Opération Sweet Tooth

Tag politique sur Des Choses à lire Opzora10

Au début des années soixante-dix, la jeune et belle Serena Frome, lectrice compulsive (et qui raconte son histoire des années plus tard), est approchée à Cambridge par Tony Canning, un professeur d’histoire dont elle devient l’amante, et qui la forme afin d’être recrutée par le MI5 (service de renseignement en charge de la sécurité intérieure du Royaume-Uni).
Petite remarque en passant sur les débuts de la discrimination dite positive :
« L’université de Cambridge affichait sa volonté d’« ouvrir ses portes aux principes d’égalité du monde moderne ». Avec mon triple handicap – un lycée provincial, le fait d’être une fille, une discipline exclusivement masculine –, j’étais certaine d’être admise. »

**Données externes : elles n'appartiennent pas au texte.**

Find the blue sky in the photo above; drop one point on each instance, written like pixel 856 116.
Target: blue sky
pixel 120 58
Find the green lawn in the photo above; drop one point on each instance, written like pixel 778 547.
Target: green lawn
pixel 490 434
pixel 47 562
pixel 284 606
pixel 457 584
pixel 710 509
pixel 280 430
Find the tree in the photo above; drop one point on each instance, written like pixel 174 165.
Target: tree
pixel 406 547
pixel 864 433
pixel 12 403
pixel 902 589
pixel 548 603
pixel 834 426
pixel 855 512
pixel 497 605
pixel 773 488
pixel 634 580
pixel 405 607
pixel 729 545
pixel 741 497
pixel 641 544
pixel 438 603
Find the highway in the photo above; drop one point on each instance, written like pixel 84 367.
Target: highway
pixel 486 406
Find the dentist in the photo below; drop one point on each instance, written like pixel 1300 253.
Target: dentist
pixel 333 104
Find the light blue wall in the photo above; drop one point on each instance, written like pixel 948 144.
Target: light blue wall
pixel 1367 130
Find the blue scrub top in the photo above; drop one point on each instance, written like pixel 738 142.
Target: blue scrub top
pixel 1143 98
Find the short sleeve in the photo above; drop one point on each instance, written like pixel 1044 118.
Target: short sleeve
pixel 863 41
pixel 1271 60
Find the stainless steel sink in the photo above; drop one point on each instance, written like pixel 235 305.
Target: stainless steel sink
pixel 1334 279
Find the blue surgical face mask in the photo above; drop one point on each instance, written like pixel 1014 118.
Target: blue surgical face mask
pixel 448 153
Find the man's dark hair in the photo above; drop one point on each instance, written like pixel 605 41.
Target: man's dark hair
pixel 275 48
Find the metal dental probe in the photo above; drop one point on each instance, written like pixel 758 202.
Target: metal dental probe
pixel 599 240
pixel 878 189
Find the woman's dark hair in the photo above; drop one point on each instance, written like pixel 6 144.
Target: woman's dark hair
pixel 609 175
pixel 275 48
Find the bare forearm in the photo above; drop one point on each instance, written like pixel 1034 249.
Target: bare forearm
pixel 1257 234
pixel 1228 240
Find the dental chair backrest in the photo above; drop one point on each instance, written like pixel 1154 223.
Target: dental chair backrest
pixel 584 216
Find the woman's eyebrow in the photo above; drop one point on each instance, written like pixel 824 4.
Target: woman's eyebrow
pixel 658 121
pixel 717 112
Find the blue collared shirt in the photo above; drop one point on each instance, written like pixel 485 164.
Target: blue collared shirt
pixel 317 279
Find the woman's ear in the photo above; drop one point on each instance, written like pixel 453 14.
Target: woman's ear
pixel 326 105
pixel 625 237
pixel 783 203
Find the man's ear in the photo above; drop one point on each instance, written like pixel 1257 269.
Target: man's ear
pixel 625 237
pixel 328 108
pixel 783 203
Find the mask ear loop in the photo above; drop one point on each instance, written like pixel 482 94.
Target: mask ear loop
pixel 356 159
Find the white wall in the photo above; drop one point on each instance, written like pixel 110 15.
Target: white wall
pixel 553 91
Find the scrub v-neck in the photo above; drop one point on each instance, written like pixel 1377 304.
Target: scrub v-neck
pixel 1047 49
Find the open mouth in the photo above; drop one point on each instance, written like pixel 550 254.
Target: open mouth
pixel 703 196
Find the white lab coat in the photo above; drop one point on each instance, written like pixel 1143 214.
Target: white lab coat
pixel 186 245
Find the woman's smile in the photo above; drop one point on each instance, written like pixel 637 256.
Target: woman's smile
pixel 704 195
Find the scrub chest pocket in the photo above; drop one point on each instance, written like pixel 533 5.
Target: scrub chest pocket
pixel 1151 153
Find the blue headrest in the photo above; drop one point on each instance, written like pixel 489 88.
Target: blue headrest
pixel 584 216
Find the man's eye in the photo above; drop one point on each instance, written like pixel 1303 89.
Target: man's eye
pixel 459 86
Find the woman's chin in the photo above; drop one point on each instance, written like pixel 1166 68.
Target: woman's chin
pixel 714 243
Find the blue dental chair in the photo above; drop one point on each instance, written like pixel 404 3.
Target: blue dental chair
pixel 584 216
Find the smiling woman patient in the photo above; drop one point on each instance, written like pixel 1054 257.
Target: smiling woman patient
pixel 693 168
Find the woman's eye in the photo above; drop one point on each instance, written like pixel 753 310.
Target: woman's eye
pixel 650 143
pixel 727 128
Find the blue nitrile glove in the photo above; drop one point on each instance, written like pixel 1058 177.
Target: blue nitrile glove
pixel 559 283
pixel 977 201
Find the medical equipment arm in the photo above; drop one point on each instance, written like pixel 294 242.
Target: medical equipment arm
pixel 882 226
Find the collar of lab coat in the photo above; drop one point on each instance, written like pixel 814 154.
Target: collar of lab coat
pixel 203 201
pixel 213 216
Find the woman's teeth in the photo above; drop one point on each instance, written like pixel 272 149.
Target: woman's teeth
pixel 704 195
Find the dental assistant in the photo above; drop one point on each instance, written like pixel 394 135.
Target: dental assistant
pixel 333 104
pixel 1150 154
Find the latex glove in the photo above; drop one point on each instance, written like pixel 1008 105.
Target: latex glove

C’est l’époque de la libération (notamment sexuelle), du terrorisme de l’IRA, pendant la guerre froide avec l’Union soviétique.
« Une atmosphère d’insurrection, de décadence et de laisser-aller flottait dans l’air. »

Serena est embauchée comme sous-officier adjoint, c'est-à-dire petite secrétaire dans la grande administration fonctionnaire, et chichement rétribuée.
« Je ne donne pas ces détails pour me faire plaindre, mais à la manière de Jane Austen dont j’avais dévoré les romans à Cambridge. Comment peut-on comprendre la vie intérieure d’un personnage, réel ou fictif, sans connaître l’état de ses finances ? »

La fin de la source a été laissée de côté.